Center for Brain Research, Medical University of Vienna, Vienna, Austria.
Clinical Institute of Neurology, Medical University of Vienna, Vienna, Austria.
Neuropathol Appl Neurobiol. 2019 Apr;45(3):278-290. doi: 10.1111/nan.12502. Epub 2018 Jun 19.
Experimental data suggest that systemic immune activation may create a pro-inflammatory environment with microglia activation in the central nervous system in the absence of overt inflammation, which in turn may be deleterious in conditions of neurodegenerative disease. The extent to which this is relevant for the human brain is unknown. The central aim of this study is to provide an in-depth characterization of the microglia and macrophage response to systemic inflammation.
We used recently described markers to characterize the origin and functional states of microglia/macrophages in white and grey matter in patients who died under septic conditions and compared it to those patients without systemic inflammation.
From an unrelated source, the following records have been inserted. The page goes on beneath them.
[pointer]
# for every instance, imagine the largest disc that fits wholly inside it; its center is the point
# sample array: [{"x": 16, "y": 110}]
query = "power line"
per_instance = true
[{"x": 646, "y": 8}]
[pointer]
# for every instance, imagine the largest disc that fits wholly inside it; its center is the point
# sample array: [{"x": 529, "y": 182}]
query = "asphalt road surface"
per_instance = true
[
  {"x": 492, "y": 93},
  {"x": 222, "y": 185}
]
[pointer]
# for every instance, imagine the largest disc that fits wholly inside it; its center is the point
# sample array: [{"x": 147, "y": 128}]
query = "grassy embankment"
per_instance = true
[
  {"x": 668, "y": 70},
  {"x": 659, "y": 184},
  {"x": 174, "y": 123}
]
We found pro-inflammatory microglia activation in septic patients in the white matter, with very little activation in the grey matter. Using a specific marker for resident microglia (TMEM119), we found that parenchyma microglia were activated and that there was additional recruitment of perivascular macrophages. Pro-inflammatory microglia activation occurred in the presence of homeostatic microglia cells. In contrast to inflammatory or ischaemic diseases of the brain, the anti-inflammatory microglia markers CD163 or CD206 were not expressed in acute sepsis. Furthermore, we found pronounced upregulation of inducible nitric oxide synthase not only in microglia, but also in astrocytes and endothelial cells.
Our results demonstrate the pronounced effects of systemic inflammation on the human brain and have important implications for the selection of control populations for studies on microglia activation in human brain disease.
实验数据表明,全身免疫激活可能会在中枢神经系统中产生促炎环境,伴小胶质细胞激活,但无明显炎症,而在神经退行性疾病的情况下,这可能是有害的。目前尚不清楚这在人类大脑中究竟有多大程度的相关性。本研究的主要目的是深入描述小胶质细胞和巨噬细胞对全身炎症的反应。
我们使用最近描述的标志物来描述在感染性条件下死亡的患者的白质和灰质中小胶质细胞/巨噬细胞的起源和功能状态,并将其与没有全身炎症的患者进行比较。
我们发现感染患者的白质中有促炎小胶质细胞激活,而灰质中几乎没有激活。使用驻留小胶质细胞(TMEM119)的特异性标志物,我们发现实质小胶质细胞被激活,并且有更多的血管周巨噬细胞募集。促炎小胶质细胞激活发生在稳态小胶质细胞存在的情况下。与大脑的炎症或缺血性疾病不同,抗炎症小胶质细胞标志物 CD163 或 CD206 在急性感染性休克中不表达。此外,我们发现诱导型一氧化氮合酶不仅在小胶质细胞中,而且在星形胶质细胞和内皮细胞中都有明显的上调。
我们的研究结果表明全身炎症对人类大脑有明显的影响,对于选择人类大脑疾病中小胶质细胞激活研究的对照人群具有重要意义。